Author + information
- Yida Tang1,
- Jian Tian2,
- Changdong Guan3,
- Wenyao Wang4,
- Kuo Zhang5,
- Jue Chen6,
- Yongjian Wu7,
- Hongbing Yan8,
- Yanyan Zhao9,
- Shubin Qiao10,
- Yuejin Yang11,
- Gary Mintz12 and
- Bo Xu13
- 1Fuwai Hospital, Beijing, Beijing, China
- 2Stanford, Beijing, Beijing, China
- 3Fu Wai Hospital, National Center for Cardiovascular Diseases, Beijing, Beijing, China
- 4National Center for Cardiovascular Diseases, Fuwai Hospital, CAMS & PUMC, Beijing, Beijing, China
- 5Fuwai Hospital, Beijing, China
- 6Fuwai Hospital, Beijing, Beijing, China
- 7Fu Wai Hospital, Beijing, Beijing, China
- 8The 15th Division, FuWai Hospital, Beijing, Beijing, China
- 9Fuwai Hospital, Beijing, China
- 10Beijing Fuwai Hospital, Beijing, Beijing, China
- 11Cardiovascular Institute and Fu Wai Hospital, Beijing, Beijing, China
- 12Cardiovascular Research Foundation, Washington, District of Columbia, United States
- 13Fu Wai Hospital, Beijing, Beijing, China
Although intravascular ultrasound (IVUS) guidance has been reported to be useful in stenting unprotected left main coronary artery (LMCA) stenosis patients, its impact on long-term prognosis is still unclear. This study sought to compare the safety and efficacy outcomes in patients with unprotected LMCA disease who underwent elective stenting under the guidance of IVUS or conventional angiography at a large single center.

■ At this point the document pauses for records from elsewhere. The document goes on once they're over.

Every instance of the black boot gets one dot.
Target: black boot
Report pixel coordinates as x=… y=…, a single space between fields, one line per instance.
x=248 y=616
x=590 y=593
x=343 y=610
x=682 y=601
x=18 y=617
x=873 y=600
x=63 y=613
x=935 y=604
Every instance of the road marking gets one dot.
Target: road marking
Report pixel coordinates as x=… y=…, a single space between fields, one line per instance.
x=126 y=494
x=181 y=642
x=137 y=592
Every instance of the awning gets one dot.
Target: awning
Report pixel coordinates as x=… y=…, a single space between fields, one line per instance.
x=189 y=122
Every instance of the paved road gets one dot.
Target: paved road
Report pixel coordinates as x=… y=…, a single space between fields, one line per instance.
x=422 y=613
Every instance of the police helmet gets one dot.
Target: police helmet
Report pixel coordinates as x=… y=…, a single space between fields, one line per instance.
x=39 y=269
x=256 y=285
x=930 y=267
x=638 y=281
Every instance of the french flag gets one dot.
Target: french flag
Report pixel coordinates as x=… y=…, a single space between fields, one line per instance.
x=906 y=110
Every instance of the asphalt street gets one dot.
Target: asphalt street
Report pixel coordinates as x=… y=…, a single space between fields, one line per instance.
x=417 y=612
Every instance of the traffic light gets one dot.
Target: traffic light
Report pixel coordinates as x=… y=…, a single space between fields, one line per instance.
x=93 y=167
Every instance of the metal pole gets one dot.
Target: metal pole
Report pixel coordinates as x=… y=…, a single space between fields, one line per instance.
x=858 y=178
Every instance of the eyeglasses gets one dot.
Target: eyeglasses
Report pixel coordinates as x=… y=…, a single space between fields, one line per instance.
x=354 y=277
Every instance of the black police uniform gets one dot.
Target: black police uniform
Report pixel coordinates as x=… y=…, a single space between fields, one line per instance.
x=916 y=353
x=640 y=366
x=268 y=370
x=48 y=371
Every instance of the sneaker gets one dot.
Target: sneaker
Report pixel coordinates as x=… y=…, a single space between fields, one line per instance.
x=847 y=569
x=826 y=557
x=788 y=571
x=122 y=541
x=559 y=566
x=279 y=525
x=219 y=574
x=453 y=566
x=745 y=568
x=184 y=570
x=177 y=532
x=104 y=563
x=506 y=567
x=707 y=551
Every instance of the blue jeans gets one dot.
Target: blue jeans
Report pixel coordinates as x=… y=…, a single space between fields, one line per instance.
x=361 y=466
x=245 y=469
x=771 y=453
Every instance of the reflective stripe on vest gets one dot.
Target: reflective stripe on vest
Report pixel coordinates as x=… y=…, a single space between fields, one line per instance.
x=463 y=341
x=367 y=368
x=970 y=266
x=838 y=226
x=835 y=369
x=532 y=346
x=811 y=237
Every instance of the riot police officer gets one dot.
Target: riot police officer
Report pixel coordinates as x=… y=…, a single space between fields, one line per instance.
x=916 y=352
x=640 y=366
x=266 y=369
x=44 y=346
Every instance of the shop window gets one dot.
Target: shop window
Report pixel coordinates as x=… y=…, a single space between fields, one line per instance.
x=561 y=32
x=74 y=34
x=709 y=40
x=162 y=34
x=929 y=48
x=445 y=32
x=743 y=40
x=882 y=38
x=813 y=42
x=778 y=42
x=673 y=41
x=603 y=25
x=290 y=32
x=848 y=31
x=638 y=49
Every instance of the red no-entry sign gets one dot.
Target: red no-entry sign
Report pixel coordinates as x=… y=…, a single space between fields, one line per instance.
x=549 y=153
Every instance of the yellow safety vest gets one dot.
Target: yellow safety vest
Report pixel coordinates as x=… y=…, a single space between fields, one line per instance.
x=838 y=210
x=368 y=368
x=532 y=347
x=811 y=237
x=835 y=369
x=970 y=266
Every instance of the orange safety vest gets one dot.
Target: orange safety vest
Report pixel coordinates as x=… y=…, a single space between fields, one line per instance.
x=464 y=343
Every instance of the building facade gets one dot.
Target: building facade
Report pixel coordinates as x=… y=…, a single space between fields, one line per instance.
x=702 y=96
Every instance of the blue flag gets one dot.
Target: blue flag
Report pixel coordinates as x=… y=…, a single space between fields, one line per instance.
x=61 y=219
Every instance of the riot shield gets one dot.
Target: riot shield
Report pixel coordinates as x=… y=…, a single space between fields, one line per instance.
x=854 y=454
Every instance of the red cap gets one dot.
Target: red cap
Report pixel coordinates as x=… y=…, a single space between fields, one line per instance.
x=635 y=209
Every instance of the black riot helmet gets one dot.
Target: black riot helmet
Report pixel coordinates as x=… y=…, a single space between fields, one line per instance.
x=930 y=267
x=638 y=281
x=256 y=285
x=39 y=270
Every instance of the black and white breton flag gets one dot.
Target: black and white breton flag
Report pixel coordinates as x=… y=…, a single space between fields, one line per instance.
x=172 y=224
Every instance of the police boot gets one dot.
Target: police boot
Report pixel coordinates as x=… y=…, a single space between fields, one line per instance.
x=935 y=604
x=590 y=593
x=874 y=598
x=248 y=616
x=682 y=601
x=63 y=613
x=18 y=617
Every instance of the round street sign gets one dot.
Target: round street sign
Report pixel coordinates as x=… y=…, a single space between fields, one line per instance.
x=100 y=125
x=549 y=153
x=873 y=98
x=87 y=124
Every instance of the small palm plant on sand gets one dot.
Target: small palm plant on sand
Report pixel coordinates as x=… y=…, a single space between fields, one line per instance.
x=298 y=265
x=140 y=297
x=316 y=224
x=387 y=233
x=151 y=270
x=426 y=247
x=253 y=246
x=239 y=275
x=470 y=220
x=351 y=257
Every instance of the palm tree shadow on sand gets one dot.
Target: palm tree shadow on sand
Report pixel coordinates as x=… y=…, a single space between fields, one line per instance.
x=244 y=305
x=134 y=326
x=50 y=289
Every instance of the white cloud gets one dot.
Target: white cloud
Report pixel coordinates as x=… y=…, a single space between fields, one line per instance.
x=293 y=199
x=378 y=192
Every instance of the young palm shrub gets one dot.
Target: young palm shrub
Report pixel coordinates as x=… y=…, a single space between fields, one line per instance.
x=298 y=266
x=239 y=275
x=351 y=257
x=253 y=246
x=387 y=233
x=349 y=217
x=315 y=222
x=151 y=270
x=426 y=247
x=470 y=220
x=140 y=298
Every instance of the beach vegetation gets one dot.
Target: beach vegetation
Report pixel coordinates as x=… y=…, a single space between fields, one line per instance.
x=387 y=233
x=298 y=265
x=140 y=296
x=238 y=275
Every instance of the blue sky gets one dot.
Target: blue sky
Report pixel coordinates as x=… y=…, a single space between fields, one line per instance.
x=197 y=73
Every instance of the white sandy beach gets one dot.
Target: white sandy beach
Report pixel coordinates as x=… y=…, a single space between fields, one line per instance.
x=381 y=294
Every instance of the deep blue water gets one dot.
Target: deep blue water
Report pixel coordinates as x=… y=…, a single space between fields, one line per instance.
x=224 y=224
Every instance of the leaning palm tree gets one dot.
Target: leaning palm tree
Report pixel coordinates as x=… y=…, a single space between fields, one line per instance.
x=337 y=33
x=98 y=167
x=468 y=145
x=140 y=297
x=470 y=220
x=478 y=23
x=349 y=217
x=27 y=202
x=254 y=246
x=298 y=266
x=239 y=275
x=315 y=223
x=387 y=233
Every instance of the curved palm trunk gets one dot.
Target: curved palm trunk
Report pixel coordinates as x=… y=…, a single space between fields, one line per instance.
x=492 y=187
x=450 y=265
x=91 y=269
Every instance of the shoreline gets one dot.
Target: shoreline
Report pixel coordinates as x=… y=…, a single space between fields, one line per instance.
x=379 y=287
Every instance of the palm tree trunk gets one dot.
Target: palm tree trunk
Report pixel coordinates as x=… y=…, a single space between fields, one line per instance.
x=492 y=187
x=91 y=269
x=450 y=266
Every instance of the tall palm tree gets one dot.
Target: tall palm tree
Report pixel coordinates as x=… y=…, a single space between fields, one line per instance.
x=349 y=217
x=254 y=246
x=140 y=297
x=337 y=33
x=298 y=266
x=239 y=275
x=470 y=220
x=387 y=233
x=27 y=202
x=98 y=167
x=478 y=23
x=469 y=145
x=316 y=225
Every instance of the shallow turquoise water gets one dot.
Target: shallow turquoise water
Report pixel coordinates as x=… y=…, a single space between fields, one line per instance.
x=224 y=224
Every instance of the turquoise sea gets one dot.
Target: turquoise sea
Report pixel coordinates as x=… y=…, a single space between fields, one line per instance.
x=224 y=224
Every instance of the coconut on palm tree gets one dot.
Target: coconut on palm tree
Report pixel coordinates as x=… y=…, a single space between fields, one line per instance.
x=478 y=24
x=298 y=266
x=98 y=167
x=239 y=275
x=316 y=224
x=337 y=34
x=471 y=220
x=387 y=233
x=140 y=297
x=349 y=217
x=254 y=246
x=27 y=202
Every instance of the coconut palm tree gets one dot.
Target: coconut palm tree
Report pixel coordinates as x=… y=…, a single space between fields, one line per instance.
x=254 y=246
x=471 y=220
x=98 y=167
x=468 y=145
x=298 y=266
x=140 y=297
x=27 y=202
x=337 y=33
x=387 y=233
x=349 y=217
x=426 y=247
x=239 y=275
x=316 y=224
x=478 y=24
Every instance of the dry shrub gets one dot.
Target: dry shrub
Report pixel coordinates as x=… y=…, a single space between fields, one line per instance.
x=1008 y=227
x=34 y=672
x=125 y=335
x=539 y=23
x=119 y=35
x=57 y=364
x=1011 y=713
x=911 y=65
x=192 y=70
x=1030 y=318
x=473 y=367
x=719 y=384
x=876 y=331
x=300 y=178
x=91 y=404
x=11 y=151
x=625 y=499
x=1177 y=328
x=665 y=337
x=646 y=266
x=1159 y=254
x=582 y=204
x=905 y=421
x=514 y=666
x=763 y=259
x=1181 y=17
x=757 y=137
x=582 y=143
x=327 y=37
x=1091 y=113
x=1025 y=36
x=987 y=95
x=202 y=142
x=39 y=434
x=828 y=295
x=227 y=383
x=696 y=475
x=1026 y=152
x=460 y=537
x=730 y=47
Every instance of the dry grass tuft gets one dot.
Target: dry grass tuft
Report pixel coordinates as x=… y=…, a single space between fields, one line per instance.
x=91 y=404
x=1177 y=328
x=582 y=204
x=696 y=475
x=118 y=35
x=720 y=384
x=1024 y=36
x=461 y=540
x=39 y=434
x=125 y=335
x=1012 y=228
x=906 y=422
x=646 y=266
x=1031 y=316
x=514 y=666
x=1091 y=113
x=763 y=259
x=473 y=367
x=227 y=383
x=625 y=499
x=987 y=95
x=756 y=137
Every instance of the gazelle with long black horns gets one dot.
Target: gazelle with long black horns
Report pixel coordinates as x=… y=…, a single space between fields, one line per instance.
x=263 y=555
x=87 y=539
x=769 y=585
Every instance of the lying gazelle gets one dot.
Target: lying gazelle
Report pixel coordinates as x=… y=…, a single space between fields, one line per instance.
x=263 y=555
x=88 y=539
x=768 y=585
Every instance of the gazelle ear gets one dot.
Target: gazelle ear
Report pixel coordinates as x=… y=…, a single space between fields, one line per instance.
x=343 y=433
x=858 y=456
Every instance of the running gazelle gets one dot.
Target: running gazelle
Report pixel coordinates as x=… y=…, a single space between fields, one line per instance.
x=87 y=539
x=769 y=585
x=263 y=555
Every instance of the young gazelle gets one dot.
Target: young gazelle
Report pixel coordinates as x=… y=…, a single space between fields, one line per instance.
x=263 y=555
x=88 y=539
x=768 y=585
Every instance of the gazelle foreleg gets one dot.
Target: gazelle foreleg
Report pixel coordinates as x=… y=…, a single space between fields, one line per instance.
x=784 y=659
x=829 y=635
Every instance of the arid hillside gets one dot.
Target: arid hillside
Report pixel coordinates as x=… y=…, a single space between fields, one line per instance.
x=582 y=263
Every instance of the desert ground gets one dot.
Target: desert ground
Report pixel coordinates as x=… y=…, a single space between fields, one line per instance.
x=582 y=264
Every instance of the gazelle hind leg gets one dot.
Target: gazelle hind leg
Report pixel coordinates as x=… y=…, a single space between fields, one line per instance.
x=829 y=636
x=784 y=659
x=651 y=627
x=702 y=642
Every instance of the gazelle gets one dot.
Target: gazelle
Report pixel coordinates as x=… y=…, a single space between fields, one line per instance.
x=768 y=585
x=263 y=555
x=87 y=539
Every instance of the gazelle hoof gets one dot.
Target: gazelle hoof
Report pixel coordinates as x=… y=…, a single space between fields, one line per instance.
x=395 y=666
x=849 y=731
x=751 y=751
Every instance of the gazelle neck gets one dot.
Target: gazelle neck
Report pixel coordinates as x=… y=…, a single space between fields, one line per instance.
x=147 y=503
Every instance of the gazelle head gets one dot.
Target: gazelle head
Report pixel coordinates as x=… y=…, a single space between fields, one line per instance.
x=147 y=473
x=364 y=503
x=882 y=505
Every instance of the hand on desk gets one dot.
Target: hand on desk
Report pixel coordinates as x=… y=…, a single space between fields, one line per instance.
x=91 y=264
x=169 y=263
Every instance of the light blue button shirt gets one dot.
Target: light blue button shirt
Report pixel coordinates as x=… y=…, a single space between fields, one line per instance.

The primary safety outcome was the composite of all-cause death and myocardial infarction (MI), and the primary efficacy outcome was target vessel revascularization (TVR), both at 3 years.
Between January 2004 and December 2011, a total of 1,899 patients underwent IVUS-guided (n=713, 37.5%) or conventional angiography-guided (n=1186, 62.5%) stenting were included in this analysis. At 3 years, the unadjusted primary safety outcome trended lower in the IVUS-guided group versus the angiography-guided (6.9% vs. 8.4%, p = 0.22) although the TVR was similar between two groups (6.0%, vs. 6.0%, p = 0.97). However, after adjustment for differences in baseline risk factors, IVUS-guidance was associated with significantly lower incidence of the composite of all-cause death and MI (hazard ratio [HR]: 0.65; 95% confidence interval [CI]: 0.50 to 0.84; p = 0.001), although there was still no significant difference in TVR between the two groups (HR: 1.09; 95% CI: 0.84 to 1.42; p = 0.53).
IVUS guidance has benefits in improving the long-term prognosis for unprotected LMCA PCI.